Narrative therapy often involves guests, witnesses brought from the outside, which are there to listen to the consultation. They’re usually one of two things, either former clients which had the same kind of problem and knowledge on how it can be solved, or they are a friend of the person that is consulted. This guest that is present during the first interview will usually listen without commenting.
Once the consultation is over, the therapist will talk with the guest, asking him to try to state what image or phrase stood out the most to him, plus a mention on how their own experiences resonated with what he just heard. The witness is required to do this without evaluating the things they heard or critiquing. Finally, the guest is asked to mention how he experiences himself, compared to the moment he entered, before his narrative therapy intervention began.
The witnesses often benefit from the conversations that take place. As for the person that is consulted, they find out that they’re not alone and that others have had the same problem before them. They manage to learn more about themselves and their problems, plus they have a better image on what they’re dealing with and on the possible ways they can solve it. The purpose of narrative therapy is the engagement in the problems of people, while giving them alternative solutions that are best.
According to the narrative approaches, the identity takes shape thanks to stories and narratives and sometimes they are general or personal and unique.

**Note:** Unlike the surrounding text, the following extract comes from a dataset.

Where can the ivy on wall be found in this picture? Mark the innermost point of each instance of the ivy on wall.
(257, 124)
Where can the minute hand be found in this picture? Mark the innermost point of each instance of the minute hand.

The stories that are saturated with problems often are the dominant ones, while the alternative stories which are placed in discourses that are marginalized are the secondary ones.
There are a number of common elements which can be recognized in narrative therapy and you can read about them below.
First of all, it’s the assumption which says that the stories or the narratives are the ones which end up shaping the identity of a person. This happens whenever someone believes that a certain dominant story is responsible for most of the problems in their life.
There is also a certain appreciation for the use of documents and for their creation.
Another common element is the externalization and the emphasis that is placed on it. One example is giving a problem a name, so that the patient can look at it and assess how it affected their life. It can also help them find out how it works and operates in their life. It also allows them to relate the their earlier history and they can evaluate it.
One other thing is the focus that is placed on the unique outcome, which is basically an exception to the problem and it’s not something that is usually predicted by the story or the narrative.